O Som da Liberdade teve uma bilheteria impressionante enquanto filme independente e, segundo analistas, foi uma prova de uma demanda reprimida por produções culturais religiosas e alinhadas aos valores tanto de grupos que se identificam como conservadores quando aqueles alinhados à direita radical americana.
A esse fenômeno se soma ainda o avanço de produções com temas religiosos que eram de nicho agora têm ficado disponíveis para um público amplo em plataformas de streaming, ou seja, de transmissão em tempo real pela internet.
Para o sociólogo Marco Dias, que acompanha a produção cultural da direita, a fronteira do cinema foi ultima a ser rompida por esse setor que acredita na necessidade de ocupar espaços da cultura.
“É uma questão de crescimento passo a passo”, diz.
“São redes muito bem estruturadas, em que já temos uma série de editoras que traduzem livros de direita, e plataformas como Brasil Paralelo”
Dias avalia que o cinema ainda tem poucos exemplos de destaque porque uma produção cinematográfica é a mais difícil de ser realizada, além de custosa.
Por isso, diz o especialista, o filme sobre Bolsonaro com participação internacional vai invitalmente ser encarado como “uma vitória grande” pela direita brasileira, ao colocar a história do ex-presidente para ser vista no mundo todo.
“É um projeto que provavelmente vai ter visibilidade, com a construção de Bolsonaro como alguém perseguido — e talvez tenha um mercado bem grande dentro desses grupos da nova direita global.”
Produtora já recebeu emendas parlamentares
A produção do filme Dark Horse está a cargo da emprea Go Up Entertainment, de Karina Ferreira da Gama.

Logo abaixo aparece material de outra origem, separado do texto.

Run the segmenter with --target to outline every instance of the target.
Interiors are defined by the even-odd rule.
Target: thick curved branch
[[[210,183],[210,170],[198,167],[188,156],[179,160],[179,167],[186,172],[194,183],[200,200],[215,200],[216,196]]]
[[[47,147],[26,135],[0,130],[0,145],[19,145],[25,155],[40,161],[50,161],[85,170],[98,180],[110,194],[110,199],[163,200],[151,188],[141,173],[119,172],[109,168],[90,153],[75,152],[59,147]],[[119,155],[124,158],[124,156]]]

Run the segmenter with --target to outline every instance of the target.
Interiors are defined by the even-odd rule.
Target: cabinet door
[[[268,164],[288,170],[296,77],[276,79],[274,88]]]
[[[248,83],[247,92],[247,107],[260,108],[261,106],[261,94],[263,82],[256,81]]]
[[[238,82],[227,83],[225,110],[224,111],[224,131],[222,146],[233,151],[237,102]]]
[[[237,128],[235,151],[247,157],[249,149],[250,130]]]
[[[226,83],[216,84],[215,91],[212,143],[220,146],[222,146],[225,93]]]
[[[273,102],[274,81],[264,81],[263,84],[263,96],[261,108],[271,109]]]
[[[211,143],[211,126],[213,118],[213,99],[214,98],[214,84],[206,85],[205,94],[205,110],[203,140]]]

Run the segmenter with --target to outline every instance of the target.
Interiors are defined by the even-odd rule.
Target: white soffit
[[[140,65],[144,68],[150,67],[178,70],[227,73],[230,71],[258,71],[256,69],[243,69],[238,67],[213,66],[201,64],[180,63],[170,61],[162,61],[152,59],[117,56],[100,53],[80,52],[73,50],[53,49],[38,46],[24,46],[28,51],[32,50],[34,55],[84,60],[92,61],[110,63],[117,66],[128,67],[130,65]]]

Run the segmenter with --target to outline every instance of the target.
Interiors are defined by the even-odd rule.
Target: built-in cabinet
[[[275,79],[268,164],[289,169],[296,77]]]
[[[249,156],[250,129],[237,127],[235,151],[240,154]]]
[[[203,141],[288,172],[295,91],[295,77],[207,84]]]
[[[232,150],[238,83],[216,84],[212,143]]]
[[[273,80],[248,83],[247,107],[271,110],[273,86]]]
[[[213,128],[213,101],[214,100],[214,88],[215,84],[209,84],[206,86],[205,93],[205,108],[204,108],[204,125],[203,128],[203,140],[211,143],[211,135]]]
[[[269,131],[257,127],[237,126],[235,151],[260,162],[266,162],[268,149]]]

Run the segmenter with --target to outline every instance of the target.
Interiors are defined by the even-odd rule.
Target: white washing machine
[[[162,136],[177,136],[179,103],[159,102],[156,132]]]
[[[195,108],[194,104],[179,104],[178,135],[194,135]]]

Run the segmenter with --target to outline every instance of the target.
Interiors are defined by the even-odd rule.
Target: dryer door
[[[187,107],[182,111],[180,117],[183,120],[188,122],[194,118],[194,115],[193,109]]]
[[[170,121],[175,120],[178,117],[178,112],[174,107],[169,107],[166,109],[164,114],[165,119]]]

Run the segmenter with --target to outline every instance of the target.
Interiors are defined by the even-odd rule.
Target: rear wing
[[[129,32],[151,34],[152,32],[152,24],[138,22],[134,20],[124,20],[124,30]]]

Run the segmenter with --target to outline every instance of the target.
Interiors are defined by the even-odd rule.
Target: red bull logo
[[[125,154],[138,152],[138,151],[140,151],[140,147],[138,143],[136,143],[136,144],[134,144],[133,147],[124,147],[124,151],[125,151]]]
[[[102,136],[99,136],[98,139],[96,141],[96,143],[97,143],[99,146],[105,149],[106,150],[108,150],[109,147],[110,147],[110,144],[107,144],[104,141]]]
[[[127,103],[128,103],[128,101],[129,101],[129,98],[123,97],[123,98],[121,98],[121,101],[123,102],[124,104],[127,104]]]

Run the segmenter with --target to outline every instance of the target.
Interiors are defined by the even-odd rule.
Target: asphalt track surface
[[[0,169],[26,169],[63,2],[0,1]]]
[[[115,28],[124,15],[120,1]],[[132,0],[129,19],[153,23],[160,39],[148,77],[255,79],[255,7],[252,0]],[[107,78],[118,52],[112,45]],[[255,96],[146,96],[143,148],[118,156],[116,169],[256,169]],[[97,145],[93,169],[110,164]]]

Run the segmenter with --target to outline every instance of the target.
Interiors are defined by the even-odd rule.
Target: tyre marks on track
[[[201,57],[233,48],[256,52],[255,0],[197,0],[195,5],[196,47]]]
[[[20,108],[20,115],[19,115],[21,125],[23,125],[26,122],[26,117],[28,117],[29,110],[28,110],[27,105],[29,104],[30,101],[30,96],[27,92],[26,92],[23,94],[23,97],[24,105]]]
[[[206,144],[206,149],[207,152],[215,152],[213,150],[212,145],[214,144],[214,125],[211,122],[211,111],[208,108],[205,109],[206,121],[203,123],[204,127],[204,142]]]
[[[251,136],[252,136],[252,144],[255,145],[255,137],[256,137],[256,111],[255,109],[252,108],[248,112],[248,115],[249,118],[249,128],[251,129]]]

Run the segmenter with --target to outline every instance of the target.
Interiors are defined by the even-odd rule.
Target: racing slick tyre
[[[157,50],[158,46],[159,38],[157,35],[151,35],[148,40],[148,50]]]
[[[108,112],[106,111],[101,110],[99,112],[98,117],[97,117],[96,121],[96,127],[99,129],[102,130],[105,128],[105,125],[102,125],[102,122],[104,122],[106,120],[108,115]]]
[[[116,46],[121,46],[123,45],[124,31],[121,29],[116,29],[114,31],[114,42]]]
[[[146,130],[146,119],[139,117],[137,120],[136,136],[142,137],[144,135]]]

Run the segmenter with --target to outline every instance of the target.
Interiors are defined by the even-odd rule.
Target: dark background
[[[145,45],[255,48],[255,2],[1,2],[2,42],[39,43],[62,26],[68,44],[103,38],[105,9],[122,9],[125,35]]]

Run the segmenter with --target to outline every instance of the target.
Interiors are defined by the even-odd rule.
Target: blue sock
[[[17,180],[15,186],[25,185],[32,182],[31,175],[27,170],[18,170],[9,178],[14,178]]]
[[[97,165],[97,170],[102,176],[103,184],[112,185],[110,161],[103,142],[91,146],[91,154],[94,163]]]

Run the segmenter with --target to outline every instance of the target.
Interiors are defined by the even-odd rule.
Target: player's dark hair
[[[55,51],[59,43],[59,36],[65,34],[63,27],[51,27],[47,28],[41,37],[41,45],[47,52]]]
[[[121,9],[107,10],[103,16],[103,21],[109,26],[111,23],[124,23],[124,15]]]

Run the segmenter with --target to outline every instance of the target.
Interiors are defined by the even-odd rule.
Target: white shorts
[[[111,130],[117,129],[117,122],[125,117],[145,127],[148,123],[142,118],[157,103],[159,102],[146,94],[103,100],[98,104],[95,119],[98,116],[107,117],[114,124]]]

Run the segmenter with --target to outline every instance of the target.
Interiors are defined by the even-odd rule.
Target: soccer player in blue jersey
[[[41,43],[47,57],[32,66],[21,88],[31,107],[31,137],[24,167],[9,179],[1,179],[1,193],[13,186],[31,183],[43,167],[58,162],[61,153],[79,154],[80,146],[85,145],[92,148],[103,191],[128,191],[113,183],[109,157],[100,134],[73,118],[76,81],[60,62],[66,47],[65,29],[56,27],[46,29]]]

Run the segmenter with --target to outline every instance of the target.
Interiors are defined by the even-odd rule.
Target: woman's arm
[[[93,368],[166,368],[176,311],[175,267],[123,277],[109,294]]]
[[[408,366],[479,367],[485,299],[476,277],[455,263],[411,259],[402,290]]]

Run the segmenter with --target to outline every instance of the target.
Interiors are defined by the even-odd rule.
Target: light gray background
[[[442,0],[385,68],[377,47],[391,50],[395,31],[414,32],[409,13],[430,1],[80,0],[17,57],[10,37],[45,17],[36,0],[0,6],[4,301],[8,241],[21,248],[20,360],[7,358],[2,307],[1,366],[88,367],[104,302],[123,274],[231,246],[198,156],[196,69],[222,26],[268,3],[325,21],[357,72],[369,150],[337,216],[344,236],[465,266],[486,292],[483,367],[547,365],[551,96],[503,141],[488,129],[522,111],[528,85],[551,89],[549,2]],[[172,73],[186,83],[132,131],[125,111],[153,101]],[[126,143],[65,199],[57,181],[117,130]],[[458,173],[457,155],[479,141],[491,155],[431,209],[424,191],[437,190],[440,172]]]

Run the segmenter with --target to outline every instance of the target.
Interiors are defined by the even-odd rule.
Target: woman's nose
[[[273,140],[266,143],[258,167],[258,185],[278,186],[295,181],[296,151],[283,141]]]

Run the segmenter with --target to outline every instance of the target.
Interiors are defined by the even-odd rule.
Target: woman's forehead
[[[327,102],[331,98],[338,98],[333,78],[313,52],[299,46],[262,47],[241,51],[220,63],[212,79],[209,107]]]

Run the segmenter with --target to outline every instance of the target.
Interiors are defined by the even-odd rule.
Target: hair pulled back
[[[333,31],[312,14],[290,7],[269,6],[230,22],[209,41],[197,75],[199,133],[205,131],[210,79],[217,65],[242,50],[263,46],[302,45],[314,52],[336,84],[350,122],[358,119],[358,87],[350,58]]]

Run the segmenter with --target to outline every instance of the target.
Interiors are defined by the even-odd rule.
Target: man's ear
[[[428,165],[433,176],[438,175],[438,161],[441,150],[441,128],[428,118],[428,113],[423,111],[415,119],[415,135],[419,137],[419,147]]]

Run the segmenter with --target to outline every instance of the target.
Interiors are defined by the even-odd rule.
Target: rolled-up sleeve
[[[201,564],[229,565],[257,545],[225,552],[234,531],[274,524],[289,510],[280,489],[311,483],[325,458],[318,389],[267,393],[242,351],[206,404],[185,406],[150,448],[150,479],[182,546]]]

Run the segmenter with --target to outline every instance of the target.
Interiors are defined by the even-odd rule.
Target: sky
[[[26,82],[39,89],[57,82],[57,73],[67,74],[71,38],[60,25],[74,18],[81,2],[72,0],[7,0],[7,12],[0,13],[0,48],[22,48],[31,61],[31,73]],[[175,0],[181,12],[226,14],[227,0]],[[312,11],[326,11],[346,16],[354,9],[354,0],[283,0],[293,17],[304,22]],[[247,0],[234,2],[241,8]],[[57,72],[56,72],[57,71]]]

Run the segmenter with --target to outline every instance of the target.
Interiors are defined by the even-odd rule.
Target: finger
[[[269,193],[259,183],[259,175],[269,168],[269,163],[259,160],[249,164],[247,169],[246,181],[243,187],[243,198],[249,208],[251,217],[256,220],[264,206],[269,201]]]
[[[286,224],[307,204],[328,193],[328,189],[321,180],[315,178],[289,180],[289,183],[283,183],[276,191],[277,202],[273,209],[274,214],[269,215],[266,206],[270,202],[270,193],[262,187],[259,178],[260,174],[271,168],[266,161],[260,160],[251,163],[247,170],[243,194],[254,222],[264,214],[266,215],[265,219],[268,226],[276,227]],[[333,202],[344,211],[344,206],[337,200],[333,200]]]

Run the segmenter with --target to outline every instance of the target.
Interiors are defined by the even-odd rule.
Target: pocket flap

A produtora aparece em documentos públicos como responsável por alugar o Memorial da América Latina, espaço cultural em São Paulo, para as gravações. O valor foi R$ 126 mil.
Gama também é presidente da Academia Nacional de Cultura (ANC), empresa que já recebeu, via emendas parlamentares de deputados do PL, R$ 2,6 milhões para produção de uma série sobre “heróis nacionais”.
A empresária é ainda sócia do Instituto Conhecer Brasil, que recebeu mais de R$ 100 milhões da prefeitura de São Paulo para fornecer internet Wi-Fi em comunidades de baixa renda da cidade no último ano, segundo reportagem do Intercept Brasil.
Esse instituto também recebeu em 2025 duas emendas de R$ 1 milhão cada do deputado Mário Frias, idealizador do filme sobre Bolsonaro. Os projetos financiados por Frias eram de incentivo ao esporte e outro de letramento digital.
Frias não tem revelado a origem dos recursos para a produção de Dark Horse e tem dito que jamais o faria com “verba pública” ou apoio de leis como a Rouanet.
Em entrevistas, ele cita que teve muito apoio da SPCine, da prefeitura de São Paulo, e do governo Tarcísio de Freiras.
O governo de São Paulo e a prefeitura de São Paulo disseram à BBC que não deram nenhum apoio à produção.
“A SPCine autorizou as gravações do filme mencionado após análise técnica, seguindo exatamente o mesmo trâmite usado em todas as solicitações recebidas pelo Município”, disse a prefeitura.
A BBC News Brasil tentou entrar em contato com Mario Frias e Karina da Gama, mas não teve resposta.